Compatibility of Approach with Other Debug Infrastructures
Although we use the ARM CoreSight debug infrastructure for illustration, our proposed security features can be adapted for other infrastructures. This is because our features do not rely on inherent characteristics of the ARM CoreSight or ARM architecture (e.g., AMBA fabric) to provide security. More specifically, the debugger authentication module can be adapted to any JTAG or debug access port; based on the generic description in Section 4.3, the SDC can be implemented for different system fabric protocols to allow dynamic monitoring of assets; and the modifications to the signal filters for asset obfuscation are negligible (Muxes and tag ID register) and can be adapted to any hardware components that perform such trace filtering.
Unmonitored Assets
Our tagging approach relies on the addresses of assets in memory.
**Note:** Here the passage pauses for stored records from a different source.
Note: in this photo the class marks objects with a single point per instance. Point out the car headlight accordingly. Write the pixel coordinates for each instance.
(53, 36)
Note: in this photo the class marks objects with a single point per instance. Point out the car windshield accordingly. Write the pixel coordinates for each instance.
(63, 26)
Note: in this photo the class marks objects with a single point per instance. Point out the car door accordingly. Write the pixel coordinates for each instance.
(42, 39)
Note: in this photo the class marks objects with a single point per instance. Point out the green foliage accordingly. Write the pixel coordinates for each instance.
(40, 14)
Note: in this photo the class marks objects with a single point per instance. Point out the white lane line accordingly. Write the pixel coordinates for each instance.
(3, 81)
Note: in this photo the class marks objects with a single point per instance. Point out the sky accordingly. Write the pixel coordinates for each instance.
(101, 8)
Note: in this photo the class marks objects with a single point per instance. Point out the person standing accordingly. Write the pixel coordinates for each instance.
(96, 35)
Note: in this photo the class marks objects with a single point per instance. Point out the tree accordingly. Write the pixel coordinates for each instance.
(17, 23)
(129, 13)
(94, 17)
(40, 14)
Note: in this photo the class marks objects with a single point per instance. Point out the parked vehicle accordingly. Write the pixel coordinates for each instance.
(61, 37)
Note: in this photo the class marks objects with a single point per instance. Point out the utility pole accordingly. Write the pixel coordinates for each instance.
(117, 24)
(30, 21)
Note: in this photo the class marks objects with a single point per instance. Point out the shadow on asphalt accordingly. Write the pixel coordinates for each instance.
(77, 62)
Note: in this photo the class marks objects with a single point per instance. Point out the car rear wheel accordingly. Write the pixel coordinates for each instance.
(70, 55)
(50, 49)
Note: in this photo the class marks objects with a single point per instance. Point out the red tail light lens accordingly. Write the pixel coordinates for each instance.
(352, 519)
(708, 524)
As a result, our enhanced debug infrastructure can only secure memory-mapped assets such as data and firmware stored in nonvolatile memory and memory-mapped registers. Assets that are not memory mapped cannot be protected by our approach.
CONCLUDING REMARKS
The backdoor exposed by trace-based debugging is a critical security vulnerability because (1) untrusted debuggers can access the trace-based debug infrastructure, (2) attacks that leverage debug tracesdo not require side-channel analysis or in-depth knowledge of the SoC, and (3) adversaries can launch such attacks at different stages of the SoC life cycle. We present a secure trace-based debugging infrastructure to shut this backdoor. We add practical security features to enforce the confidentiality of assets in real time and without impacting the debugging process. Our FPGA prototype confirms the functional correctness of our design and implementation, and our ASIC evaluations show that the security enhancements incur 5% area and power overheads.